Caddy crashes with too many PHP fatal errors
What happened?
If the website produces several PHP fatal errors, the entire web server crashes. In our application, it is sometimes intended that requests that are too long are aborted with a timeout, which leads to a PHP fatal error. Since our application runs on Kubernetes, this leads to a complete restart of the pod.
However, the problem can also be reproduced with the Docker image Frankenphp-Demo (https://github.com/dunglas/frankenphp-demo). Here, too, the entire Docker container terminates.
This can be easily reproduced with the following lines in the Symfony controller:
set_time_limit(1);
sleep(2);
The reason for this is the following behavior: https://frankenphp.dev/docs/worker/#worker-failures
Is there a way to prevent the entire web server process from crashing? I would expect only the worker to be reset, for example.
Build Type
Docker (Debian Bookworm)
Worker Mode
Yes
Operating System
GNU/Linux
CPU Architecture
x86_64
PHP configuration
Standard PHP configuration from Frankenphp-Demo Docker Image.
Relevant log output
{"level":"panic","ts":1737056646.7622817,"msg":"too many consecutive worker failures","worker":"/app/public/index.php","failures":6}
panic: too many consecutive worker failures
goroutine 103 [running, locked to thread]:
go.uber.org/zap/zapcore.CheckWriteAction.OnWrite(0x80?, 0x2?, {0x4000ca8900?, 0x0?, 0x0?})
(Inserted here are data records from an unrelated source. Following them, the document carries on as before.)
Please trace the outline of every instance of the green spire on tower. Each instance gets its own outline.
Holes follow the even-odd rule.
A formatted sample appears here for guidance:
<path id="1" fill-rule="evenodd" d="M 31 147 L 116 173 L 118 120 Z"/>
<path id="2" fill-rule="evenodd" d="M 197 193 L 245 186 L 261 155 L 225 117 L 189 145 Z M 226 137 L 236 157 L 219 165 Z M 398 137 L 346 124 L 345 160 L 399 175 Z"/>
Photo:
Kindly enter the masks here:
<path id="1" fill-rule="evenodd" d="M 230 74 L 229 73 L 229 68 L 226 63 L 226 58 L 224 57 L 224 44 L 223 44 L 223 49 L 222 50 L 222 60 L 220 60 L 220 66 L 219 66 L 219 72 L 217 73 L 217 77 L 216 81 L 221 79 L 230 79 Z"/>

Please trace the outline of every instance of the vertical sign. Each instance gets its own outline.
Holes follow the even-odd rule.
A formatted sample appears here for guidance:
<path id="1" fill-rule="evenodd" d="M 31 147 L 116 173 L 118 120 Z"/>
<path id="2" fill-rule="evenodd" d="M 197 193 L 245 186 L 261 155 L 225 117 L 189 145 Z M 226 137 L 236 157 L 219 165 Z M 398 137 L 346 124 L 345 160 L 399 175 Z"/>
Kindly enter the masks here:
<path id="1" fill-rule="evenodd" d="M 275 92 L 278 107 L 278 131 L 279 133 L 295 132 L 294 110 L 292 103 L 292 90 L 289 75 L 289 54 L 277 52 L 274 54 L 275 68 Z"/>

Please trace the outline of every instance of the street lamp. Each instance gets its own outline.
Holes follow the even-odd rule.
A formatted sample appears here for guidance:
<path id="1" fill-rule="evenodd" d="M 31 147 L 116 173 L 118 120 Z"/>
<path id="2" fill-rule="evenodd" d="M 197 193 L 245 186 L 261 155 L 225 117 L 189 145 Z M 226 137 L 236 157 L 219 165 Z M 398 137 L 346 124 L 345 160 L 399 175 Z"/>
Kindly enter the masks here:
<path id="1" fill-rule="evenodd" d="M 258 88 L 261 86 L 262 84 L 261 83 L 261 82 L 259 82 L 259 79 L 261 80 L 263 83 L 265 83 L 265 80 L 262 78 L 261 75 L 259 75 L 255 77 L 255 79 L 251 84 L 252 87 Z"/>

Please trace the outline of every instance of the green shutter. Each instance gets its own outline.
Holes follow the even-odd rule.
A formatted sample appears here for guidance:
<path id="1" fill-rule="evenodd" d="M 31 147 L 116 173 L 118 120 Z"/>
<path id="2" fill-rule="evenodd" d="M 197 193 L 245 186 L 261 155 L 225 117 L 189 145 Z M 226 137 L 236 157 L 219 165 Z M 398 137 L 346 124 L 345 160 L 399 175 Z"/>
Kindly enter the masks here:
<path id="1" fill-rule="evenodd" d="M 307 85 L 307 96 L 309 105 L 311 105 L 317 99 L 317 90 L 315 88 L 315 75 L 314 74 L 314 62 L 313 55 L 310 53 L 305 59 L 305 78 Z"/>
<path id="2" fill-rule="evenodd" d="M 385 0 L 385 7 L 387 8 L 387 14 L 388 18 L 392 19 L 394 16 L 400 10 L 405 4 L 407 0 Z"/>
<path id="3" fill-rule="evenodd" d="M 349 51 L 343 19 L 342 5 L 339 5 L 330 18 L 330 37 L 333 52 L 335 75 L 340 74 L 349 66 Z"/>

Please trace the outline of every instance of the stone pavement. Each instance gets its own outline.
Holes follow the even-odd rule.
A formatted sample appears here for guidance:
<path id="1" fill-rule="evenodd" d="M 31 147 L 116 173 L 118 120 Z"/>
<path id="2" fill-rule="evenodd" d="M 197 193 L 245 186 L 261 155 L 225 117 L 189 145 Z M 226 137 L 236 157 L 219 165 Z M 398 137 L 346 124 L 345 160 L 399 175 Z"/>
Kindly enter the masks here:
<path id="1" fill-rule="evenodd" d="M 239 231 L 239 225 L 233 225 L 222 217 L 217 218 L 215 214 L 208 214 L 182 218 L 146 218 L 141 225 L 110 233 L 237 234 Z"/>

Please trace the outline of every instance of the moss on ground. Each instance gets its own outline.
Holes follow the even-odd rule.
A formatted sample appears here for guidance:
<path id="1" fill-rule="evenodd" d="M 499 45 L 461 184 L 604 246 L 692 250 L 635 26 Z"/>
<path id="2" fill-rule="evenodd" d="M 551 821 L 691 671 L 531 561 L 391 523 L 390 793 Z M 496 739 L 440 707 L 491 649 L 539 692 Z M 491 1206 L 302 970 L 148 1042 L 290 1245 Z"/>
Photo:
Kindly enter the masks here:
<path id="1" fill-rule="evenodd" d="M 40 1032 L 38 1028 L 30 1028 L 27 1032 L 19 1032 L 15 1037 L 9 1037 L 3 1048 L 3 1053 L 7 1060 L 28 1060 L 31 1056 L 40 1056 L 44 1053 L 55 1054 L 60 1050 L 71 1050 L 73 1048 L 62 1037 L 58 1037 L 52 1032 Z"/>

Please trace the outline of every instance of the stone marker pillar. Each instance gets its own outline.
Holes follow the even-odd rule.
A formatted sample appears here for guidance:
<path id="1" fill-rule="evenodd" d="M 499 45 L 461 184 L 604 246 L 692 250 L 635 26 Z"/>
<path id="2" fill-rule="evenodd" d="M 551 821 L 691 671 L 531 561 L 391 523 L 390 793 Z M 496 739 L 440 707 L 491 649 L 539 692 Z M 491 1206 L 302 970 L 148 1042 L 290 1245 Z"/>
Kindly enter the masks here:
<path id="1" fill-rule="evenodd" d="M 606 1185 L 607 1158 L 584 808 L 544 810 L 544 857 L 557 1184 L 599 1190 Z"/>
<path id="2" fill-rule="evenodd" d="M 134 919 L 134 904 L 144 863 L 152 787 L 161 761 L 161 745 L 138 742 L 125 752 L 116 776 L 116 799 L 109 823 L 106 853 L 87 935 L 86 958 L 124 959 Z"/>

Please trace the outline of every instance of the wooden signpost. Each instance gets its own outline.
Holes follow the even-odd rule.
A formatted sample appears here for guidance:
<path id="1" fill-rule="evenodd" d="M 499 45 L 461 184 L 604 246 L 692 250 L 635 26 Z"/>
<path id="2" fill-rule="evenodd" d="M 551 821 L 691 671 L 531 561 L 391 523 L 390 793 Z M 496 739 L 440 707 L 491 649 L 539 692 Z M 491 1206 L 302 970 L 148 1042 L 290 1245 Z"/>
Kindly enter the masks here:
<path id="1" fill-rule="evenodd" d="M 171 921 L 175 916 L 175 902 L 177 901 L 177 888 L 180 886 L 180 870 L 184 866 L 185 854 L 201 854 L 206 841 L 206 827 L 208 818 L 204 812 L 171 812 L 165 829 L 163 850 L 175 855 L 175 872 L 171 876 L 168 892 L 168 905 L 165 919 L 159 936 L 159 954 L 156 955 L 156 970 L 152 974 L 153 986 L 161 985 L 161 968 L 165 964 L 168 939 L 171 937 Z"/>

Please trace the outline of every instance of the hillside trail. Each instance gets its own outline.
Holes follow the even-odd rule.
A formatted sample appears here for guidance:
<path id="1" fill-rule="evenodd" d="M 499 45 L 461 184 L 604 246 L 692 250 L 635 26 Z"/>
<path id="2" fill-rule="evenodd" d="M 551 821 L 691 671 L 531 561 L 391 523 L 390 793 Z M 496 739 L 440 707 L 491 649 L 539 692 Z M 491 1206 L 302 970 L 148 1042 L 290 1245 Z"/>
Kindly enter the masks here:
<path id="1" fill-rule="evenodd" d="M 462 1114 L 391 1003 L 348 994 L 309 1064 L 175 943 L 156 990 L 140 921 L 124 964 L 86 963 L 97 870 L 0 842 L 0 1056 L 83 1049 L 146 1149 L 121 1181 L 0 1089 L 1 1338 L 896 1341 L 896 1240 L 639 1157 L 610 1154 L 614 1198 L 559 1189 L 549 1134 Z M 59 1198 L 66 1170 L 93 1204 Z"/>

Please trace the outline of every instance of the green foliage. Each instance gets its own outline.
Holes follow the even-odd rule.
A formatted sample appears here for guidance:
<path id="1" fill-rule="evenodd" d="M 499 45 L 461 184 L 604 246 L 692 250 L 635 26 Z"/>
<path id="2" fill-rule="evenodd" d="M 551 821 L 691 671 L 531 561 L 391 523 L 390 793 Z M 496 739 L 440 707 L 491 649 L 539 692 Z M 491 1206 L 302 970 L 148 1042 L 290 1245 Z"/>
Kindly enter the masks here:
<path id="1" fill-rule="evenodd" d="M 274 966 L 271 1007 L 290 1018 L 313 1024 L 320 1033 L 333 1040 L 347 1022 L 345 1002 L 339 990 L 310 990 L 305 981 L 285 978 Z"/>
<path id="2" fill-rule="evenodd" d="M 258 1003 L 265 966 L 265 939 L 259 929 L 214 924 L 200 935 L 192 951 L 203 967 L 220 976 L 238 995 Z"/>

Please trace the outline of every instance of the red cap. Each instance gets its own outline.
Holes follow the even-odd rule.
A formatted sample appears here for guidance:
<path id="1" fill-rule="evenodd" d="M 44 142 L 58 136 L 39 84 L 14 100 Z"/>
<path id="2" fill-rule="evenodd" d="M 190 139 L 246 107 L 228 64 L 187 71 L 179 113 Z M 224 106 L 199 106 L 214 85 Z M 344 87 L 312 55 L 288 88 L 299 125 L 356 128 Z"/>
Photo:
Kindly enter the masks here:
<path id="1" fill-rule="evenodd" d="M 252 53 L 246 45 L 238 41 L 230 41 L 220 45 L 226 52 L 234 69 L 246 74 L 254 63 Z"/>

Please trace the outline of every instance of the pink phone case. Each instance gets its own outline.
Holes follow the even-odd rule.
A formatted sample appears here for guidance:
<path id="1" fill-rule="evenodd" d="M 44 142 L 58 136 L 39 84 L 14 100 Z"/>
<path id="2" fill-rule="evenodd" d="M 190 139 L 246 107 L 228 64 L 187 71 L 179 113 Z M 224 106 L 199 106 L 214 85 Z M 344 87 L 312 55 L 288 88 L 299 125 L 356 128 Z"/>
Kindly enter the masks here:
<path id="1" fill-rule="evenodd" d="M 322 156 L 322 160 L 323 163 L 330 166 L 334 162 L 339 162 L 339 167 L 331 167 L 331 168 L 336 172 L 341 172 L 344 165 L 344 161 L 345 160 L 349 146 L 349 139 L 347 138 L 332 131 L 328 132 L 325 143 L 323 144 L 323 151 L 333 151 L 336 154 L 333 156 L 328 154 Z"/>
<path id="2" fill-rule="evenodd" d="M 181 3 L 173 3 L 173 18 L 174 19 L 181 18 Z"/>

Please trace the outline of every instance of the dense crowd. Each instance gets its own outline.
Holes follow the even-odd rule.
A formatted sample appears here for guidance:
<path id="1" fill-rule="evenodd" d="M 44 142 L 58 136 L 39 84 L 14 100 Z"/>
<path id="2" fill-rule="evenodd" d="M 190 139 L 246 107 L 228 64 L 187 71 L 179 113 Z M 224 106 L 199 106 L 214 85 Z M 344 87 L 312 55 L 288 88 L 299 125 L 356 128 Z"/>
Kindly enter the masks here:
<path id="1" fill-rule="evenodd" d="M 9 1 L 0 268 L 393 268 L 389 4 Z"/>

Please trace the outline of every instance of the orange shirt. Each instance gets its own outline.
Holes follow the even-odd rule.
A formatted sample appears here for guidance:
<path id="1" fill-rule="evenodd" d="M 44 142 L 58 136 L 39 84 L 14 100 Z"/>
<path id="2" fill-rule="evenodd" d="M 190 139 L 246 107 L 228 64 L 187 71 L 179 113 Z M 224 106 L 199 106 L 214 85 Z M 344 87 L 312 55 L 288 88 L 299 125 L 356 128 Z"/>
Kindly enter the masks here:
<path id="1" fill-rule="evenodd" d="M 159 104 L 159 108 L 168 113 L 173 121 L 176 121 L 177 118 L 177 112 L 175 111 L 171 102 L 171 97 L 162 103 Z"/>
/root/go/pkg/mod/go.uber.org/[email protected]/zapcore/entry.go:196 +0x78
go.uber.org/zap/zapcore.(*CheckedEntry).Write(0x40002f5930, {0x4000525480, 0x2, 0x2})
/root/go/pkg/mod/go.uber.org/[email protected]/zapcore/entry.go:262 +0x1c4
go.uber.org/zap.(*Logger).Panic(0x400046e640?, {0x1b03066?, 0x15?}, {0x4000525480, 0x2, 0x2})
/root/go/pkg/mod/go.uber.org/[email protected]/logger.go:285 +0x54
github.com/dunglas/frankenphp.tearDownWorkerScript(0x400038e030, 0xff)
/go/src/app/thread-worker.go:135 +0x3e0
github.com/dunglas/frankenphp.(*workerThread).afterScriptExecution(0x4000955e38?, 0x40a588?)
/go/src/app/thread-worker.go:61 +0x1c
github.com/dunglas/frankenphp.go_frankenphp_after_script_execution(0x28501?, 0x0?)
/go/src/app/phpthread.go:109 +0x50
I think the only way to currently disable this behavior would be by enabling the watcher (and maybe have it watch an empty directory).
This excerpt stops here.